- Federal Reserve hikes interest rates by 25 basis points as widely expected
- Short term interest rates now at 1.0% – 1.25%
- Central bank maintains the view that one more rate hike is appropriate this year
- No major changes given to economic projections
- Inflation expected to weaken below 2%, but jobless rate expected to average around 4.2%
- Fed gives more details on how it will begin unwinding the balance sheet
No surprises from the Fed
The US Federal Reserve hiked the short-term interest rates by 25 basis points at yesterday’s meeting. It was widely expected by the markets, although the consumer price index data that came out just before did cast some doubts on whether the Fed would hike.
The Fed’s short-term interest rates now stand at 1.25% as the central bank has been hiking rates for the third consecutive quarter. The Fed had first raised rates in December 2015, from historic lows of 0.25%.
Bright economic outlook
Forward guidance from the Fed was, of course, the major factor that market participants were looking forward to. Surprisingly, the Fed maintained a confident tone about the markets. The Fed suggested that it still views one more rate hike to be appropriate this year.
This was slightly hawkish as the markets were beginning to think that another rate hike will come no sooner than 2018. The Fed also signaled its plans to begin unwinding its balance sheet.
While this information was already known, the Fed gave out more concrete measures on how it will go about unwinding the massive balance sheet that has accumulated since the 2008 global financial crisis.
Fed says it was wrong about inflation this year, but in a triumph of the human spirit, it is again predicting 2 percent inflation next year. pic.twitter.com/LHFqGQp7kk
— Binyamin Appelbaum (@BCAppelbaum) June 14, 2017
The unwinding of the balance sheet is expected to start later this year. Once the process begins, the Fed noted that it would reduce the balance sheet at a rate of $10 billion per month. This includes $6 billion in Treasuries and $4 billion in mortgage-backed securities.
After every three months, the amount of the balance sheet reduction will rise by $10 billion with the same proportion, until it reaches the pace of $50 billion per month.
The Fed also gave its view on the economy. Economic growth is expected to change not much this year, and lower unemployment and inflation is forecast.
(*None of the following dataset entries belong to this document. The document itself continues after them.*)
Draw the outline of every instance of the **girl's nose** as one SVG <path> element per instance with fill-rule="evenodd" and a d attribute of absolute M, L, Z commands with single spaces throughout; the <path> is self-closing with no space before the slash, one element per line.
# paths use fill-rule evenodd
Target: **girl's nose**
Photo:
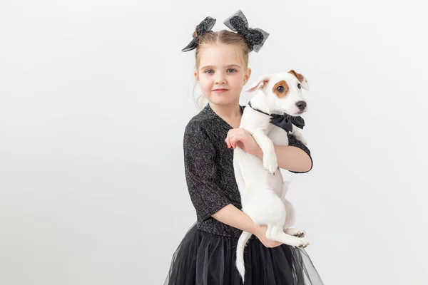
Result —
<path fill-rule="evenodd" d="M 217 73 L 217 77 L 215 78 L 215 83 L 216 84 L 223 84 L 225 83 L 226 78 L 225 76 L 222 73 Z"/>

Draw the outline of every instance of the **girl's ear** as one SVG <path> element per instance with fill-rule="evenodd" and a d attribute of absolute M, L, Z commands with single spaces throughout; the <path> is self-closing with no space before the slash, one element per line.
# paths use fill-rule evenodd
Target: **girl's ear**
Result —
<path fill-rule="evenodd" d="M 247 84 L 247 82 L 248 82 L 250 76 L 251 68 L 247 68 L 247 70 L 245 71 L 245 74 L 244 75 L 244 85 Z"/>
<path fill-rule="evenodd" d="M 250 86 L 246 90 L 245 92 L 253 92 L 256 89 L 263 89 L 264 86 L 269 83 L 270 80 L 270 76 L 266 76 L 260 78 L 258 81 L 254 83 L 253 85 Z"/>

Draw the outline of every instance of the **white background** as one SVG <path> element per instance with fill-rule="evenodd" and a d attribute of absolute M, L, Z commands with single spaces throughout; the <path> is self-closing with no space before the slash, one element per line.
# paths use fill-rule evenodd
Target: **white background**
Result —
<path fill-rule="evenodd" d="M 1 1 L 0 284 L 163 284 L 195 219 L 194 51 L 180 50 L 238 9 L 271 35 L 251 79 L 310 81 L 314 167 L 289 195 L 325 284 L 428 284 L 419 1 L 230 3 Z"/>

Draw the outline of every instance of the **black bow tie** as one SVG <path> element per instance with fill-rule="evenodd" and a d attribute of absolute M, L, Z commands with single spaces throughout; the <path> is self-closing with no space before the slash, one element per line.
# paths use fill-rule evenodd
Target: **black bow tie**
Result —
<path fill-rule="evenodd" d="M 305 127 L 305 120 L 303 120 L 303 118 L 300 116 L 292 116 L 285 113 L 283 115 L 268 114 L 267 113 L 253 108 L 250 102 L 248 102 L 248 105 L 258 112 L 263 113 L 265 115 L 270 116 L 271 119 L 270 123 L 276 125 L 277 127 L 280 127 L 282 130 L 285 130 L 287 133 L 292 131 L 292 125 L 300 129 L 303 129 L 303 127 Z"/>

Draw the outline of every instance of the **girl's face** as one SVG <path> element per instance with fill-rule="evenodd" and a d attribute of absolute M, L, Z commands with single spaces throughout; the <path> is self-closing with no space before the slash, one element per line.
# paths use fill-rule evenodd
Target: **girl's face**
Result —
<path fill-rule="evenodd" d="M 200 49 L 195 77 L 210 102 L 223 105 L 239 103 L 243 86 L 251 74 L 251 70 L 244 66 L 240 53 L 239 46 L 233 45 L 210 45 Z"/>

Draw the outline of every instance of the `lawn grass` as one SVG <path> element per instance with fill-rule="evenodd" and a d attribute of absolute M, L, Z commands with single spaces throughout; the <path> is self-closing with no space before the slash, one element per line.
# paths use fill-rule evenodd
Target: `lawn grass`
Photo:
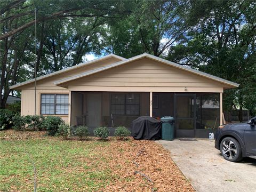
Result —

Economic growth projections have remained largely unchanged for this year.
The Fed expects the jobless rate to average around 4.2% in the 2018 – 2019 period. The Fed also noted that inflation would head back to 2% despite the recent weakness.
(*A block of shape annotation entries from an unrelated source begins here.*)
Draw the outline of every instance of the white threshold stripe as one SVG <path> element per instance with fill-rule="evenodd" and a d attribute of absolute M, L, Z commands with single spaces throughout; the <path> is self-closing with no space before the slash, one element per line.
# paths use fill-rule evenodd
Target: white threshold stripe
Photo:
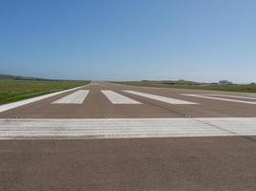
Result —
<path fill-rule="evenodd" d="M 39 100 L 42 100 L 42 99 L 45 99 L 45 98 L 49 98 L 51 96 L 58 96 L 58 95 L 63 94 L 63 93 L 74 91 L 74 90 L 77 90 L 77 89 L 80 89 L 80 88 L 82 88 L 82 87 L 85 87 L 85 86 L 80 86 L 80 87 L 77 87 L 77 88 L 64 90 L 64 91 L 60 91 L 60 92 L 56 92 L 56 93 L 51 93 L 51 94 L 48 94 L 48 95 L 44 95 L 44 96 L 36 96 L 36 97 L 25 99 L 25 100 L 13 102 L 13 103 L 8 103 L 8 104 L 0 105 L 0 113 L 1 112 L 5 112 L 7 110 L 11 110 L 11 109 L 16 108 L 16 107 L 19 107 L 19 106 L 22 106 L 22 105 L 27 105 L 29 103 L 33 103 L 33 102 L 39 101 Z"/>
<path fill-rule="evenodd" d="M 186 96 L 194 96 L 198 98 L 208 98 L 208 99 L 216 99 L 216 100 L 222 100 L 222 101 L 230 101 L 230 102 L 237 102 L 237 103 L 246 103 L 246 104 L 252 104 L 256 105 L 256 102 L 254 101 L 244 101 L 244 100 L 237 100 L 237 99 L 229 99 L 229 98 L 221 98 L 216 96 L 201 96 L 201 95 L 190 95 L 190 94 L 182 94 Z"/>
<path fill-rule="evenodd" d="M 123 91 L 123 92 L 136 95 L 139 96 L 144 96 L 144 97 L 151 98 L 151 99 L 154 99 L 157 101 L 162 101 L 165 103 L 170 103 L 170 104 L 198 104 L 198 103 L 191 102 L 191 101 L 185 101 L 185 100 L 180 100 L 180 99 L 176 99 L 176 98 L 171 98 L 171 97 L 167 97 L 167 96 L 161 96 L 146 94 L 146 93 L 141 93 L 141 92 L 128 91 L 128 90 Z"/>
<path fill-rule="evenodd" d="M 244 98 L 244 99 L 256 99 L 253 96 L 233 96 L 233 95 L 203 95 L 206 96 L 224 96 L 224 97 L 233 97 L 233 98 Z"/>
<path fill-rule="evenodd" d="M 256 117 L 0 119 L 0 139 L 256 136 Z"/>
<path fill-rule="evenodd" d="M 54 101 L 54 104 L 81 104 L 89 94 L 88 90 L 79 90 L 60 99 Z"/>
<path fill-rule="evenodd" d="M 140 102 L 109 90 L 102 90 L 102 93 L 113 104 L 141 104 Z"/>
The confident tone of the Fed was seen by the fact that it removed references to global risks, suggesting that any risks from the global markets are unlikely to deter the Fed from its current policy tightening.
The US dollar initially fell on the news as traders and investors probably booked profits. Towards the end of the day, the US dollar began to pull back higher into the day.
The weakness in the US dollar partly came due to the fact that before the FOMC meeting, the US consumer price index data showed that inflation continued to fall. On a month over month basis, headline consumer prices fell 0.1%, while core consumer prices rose just 0.1%.
This brought the year over year consumer price index to 1.9% from 2% last month, and core CPI rose to 1.7%, from 1.9% previously. Given that CPI is slightly higher compared to the PCE data which is used by the Fed, consumer prices are expected to remain slightly subdued in the near term.